Teza odważna i niezgodna z prawdą? Moim zdaniem jednak całkowicie uprawniona. Jakby GW ceniła i lubiła Kuronia to by nie dopuściła na swe łamy dzisiejszych andronów Blumsztajna o obchodach Dnia Pamięci Żołnierzy Wyklętych.
Co swego czasu powiedział Kuroń? "Nie palcie komitetów, zakładajcie własne." Jednym słowem program jakby nie powiedzieć pozytywny i twórczy.
Co pisze Blumsztajn? Zawłaszczają. Zawsze ci sami. Budują swoją wersję historii. Jednym słowem mi się to nie podoba i nie oferuję nic w zamian. Program negacji.
Panie Blumsztajn jak Panu się to nie podoba to zrób Pan wespół z wszelakim towarzystwem okołogazetowowyborczym swoje obchody Dnia Pamięci Żołnierzy Wyklętych. Propaguj Pan swoją wersję historii. Korzystaj Pan z rady Kuronia. Ktoś Panu zabrania tego zrobić? Podobno mroczne czasy kaczyzmu minęły. Możesz Pan już oddychać pełną piersią. No tak, ale co innego ogłaszać akcje gwizdkowe a co innego zrobić naprawdę coś dużego na skalę całej Polski.
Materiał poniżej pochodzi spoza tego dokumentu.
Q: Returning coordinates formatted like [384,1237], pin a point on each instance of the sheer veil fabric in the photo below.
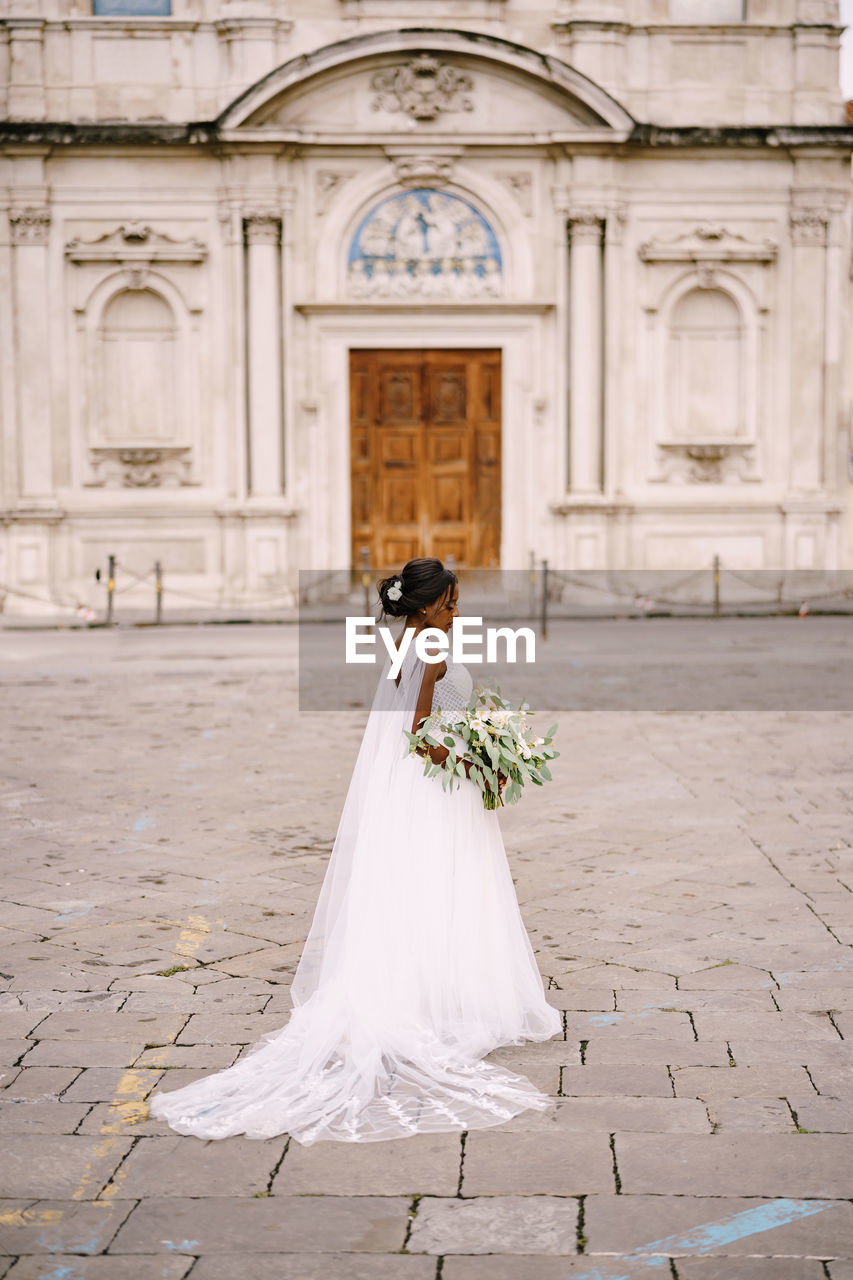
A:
[415,967]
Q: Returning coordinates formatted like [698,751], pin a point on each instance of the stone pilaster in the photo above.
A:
[585,301]
[28,229]
[263,237]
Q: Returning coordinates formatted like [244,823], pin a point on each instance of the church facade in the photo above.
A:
[311,283]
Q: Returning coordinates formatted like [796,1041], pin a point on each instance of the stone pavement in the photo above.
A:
[687,883]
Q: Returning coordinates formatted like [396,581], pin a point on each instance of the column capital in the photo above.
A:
[30,225]
[263,228]
[585,223]
[810,224]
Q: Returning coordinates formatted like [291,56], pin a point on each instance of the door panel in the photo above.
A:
[425,456]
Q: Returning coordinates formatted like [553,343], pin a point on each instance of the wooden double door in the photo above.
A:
[425,456]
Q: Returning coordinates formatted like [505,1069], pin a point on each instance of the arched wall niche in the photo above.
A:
[706,314]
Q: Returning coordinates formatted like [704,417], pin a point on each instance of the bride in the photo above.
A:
[416,963]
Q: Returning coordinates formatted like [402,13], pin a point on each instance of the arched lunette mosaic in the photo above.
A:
[425,243]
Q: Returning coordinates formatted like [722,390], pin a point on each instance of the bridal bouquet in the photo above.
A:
[496,739]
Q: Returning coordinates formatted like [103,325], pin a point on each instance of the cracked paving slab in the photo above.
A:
[687,882]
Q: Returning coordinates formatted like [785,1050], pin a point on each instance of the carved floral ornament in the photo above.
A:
[163,466]
[423,88]
[136,245]
[30,225]
[710,243]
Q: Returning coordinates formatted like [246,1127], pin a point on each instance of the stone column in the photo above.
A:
[585,351]
[28,229]
[808,228]
[26,68]
[263,233]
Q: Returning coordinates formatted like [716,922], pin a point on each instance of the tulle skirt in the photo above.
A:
[425,968]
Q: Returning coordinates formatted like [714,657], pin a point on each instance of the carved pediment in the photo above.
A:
[135,242]
[708,242]
[413,81]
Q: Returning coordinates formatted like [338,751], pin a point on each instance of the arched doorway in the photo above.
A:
[425,456]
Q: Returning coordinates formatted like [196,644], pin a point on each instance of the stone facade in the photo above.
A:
[643,204]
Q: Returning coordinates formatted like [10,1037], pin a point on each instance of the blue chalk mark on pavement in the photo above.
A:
[710,1237]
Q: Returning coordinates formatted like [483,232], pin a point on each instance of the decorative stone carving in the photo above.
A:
[706,464]
[263,228]
[30,225]
[708,242]
[423,88]
[137,243]
[424,243]
[585,224]
[810,225]
[415,170]
[163,466]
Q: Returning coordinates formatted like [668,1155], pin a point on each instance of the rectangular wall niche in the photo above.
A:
[132,8]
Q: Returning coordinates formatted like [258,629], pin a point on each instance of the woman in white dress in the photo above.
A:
[416,964]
Tym bardziej, że przyjaciele z rządu i prezydent nie poprą i groszem nie sypną. W końcu niedawno dokładnie olewając 70-tą rocznicę powstania Armii Krajowej pokazali gdzie mają pamięć i szacunek dla tych, którzy ginęli aby dziś Blumsztajn mógł swe "mądrości" wypisywać. Księgowy z koncernu Agora mógł jeszcze znieść zakup iluś tam gwizdków. Zresztą Agora sama o nie w barterze reklamowym żebrała. No, ale już impreza na skalę krajową to inna skala. Za duże koszty. Pozostaje więc uruchomić Blumsztajna, aby upuścił swej żółci. Koszty żadne. Tyle co za wierszówkę.